The speculators among you might enjoy Robert X. Cringley's latest silly conspiracy theory column.

13 Jun 0:33 | Link | Category: Technology & Computing

Photography Links

13 Jun 0:14 | Link | Category: Photography

June 12, 2005

Better Read Than Dead

Conservative magazine Human Events has compiled a list of the "most harmful books of the 19th and 20th centuries" Along with predictable picks like The Communist Manifesto are "harmful" books like Kinsey's Reports and Dewey's Democracy and Education. Dangerous books like Silent Spring, Unsafe at Any Speed, and The Origin of Species only garnered honorable mentions, as did John Stuart Mill's On Liberty (I'd love to see the reasoning for that one).

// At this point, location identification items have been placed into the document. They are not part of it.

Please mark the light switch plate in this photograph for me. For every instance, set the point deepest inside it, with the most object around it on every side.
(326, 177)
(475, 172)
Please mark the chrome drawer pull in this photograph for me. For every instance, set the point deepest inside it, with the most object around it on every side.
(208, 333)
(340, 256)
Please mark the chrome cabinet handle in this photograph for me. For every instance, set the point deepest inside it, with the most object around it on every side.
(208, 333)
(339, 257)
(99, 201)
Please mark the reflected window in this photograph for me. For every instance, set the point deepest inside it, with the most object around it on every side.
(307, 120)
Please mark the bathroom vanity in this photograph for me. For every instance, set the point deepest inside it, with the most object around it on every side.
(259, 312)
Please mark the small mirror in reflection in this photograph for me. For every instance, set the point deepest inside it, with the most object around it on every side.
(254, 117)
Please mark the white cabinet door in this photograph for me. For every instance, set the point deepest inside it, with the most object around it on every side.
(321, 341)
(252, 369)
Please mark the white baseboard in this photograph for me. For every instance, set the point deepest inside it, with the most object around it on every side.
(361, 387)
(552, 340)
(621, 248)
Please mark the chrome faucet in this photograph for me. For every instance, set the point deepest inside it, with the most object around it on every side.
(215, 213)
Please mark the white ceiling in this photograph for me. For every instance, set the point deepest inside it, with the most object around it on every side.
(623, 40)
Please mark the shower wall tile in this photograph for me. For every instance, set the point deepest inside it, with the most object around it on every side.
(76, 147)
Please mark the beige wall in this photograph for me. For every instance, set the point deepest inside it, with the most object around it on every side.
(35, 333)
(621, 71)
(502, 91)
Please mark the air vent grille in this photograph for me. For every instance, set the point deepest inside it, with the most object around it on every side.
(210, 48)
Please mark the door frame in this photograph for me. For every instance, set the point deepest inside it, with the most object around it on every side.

I must say, Democracy and Education and On Liberty had me laughing pretty loudly. That's why I'm placing this in the 'humor' category rather than another.

12 Jun 23:27 | Link | Category: Humor

May The Force Please Go Away

I saw the final Star Wars movie last week. It was definitely the best of the prequels... not that that says much. (Sorry, I'm not going to bother with a review.) Sadly, I think most people have been as entertained with the Vader YTMNDs as with the movies, especially the coaster and Vader vs. Luke.

Read Mark Morford's column May The Force Please Go Away. Here's the #5 reason you should be glad Star Wars is finally over (if you really believe that, suckers):

Darth Vader choking a giant red M&M candy. Darth Vader staring down that creepy Burger King mascot thing. Darth Vader hawking cell phones and Energizer batteries and floor cleaner and breakfast cereal and who the hell knows what else. Good riddance, odious sea of SW product tie-ins. Like the goddamn franchise needs more cash? Like seeing Darth Vader hawking tampons and aspirin and Darth Vader-branded bunion pads is in any way necessary? Please.

12 Jun 23:01 | Link | Category: Art & Entertainment

June 1, 2005

The end of 'my'

Ending a long tradition, Microsoft plans to stop using the word "my" as the default prefix for such folders as "My Documents," "My Music," and "My Pictures". Thank God. I've been confused and annoyed by the prefix since I loaded Windows 95 onto my PC nearly ten years ago.

If the other annoying software products and web sites that use the 'my' prefix would ditch it, we might start to make some real progress. Then maybe we could tackle annoying suffixes (think 'Windows XP' or 'Photoshop CS') and maybe even that ubiquitous 'e-' prefix. And oh what I'd give for Apple to stop using that damned 'i-', but I think Hell will freeze over first.

01 Jun 16:44 | Link | Category: Technology & Computing

Indie Rock Cribs

Joe Pernice decided there should be an MTV Cribs program for indie musicians / actors.

Would that the pimped-out Hummers and drive-in sized plasma screens could lock me to my own TV the way they once could, long ago, in say, March of this year ... Where do you go when glimpses inside Usher's great room no longer titillate? ... I'll tell you where you go. You go straight into the musty crawl space of that dude from Spoon. You put in some hang time in Cat Power's mud room, is what you do. You give a Bill Curtis-worthy examination to the carport where the Tyde parks their rental van.

He even filmed a short pilot featuring his own crib.

01 Jun 16:26 | Link | Category: Humor, Music

Even Better Than The Real Thing

Classic: The Improv Everywhere crew stages a U2 rooftop concert in Manhattan. One of the best hoaxes I've seen in a long time. (Download a highlights video here, 21 MB MPEG-4.)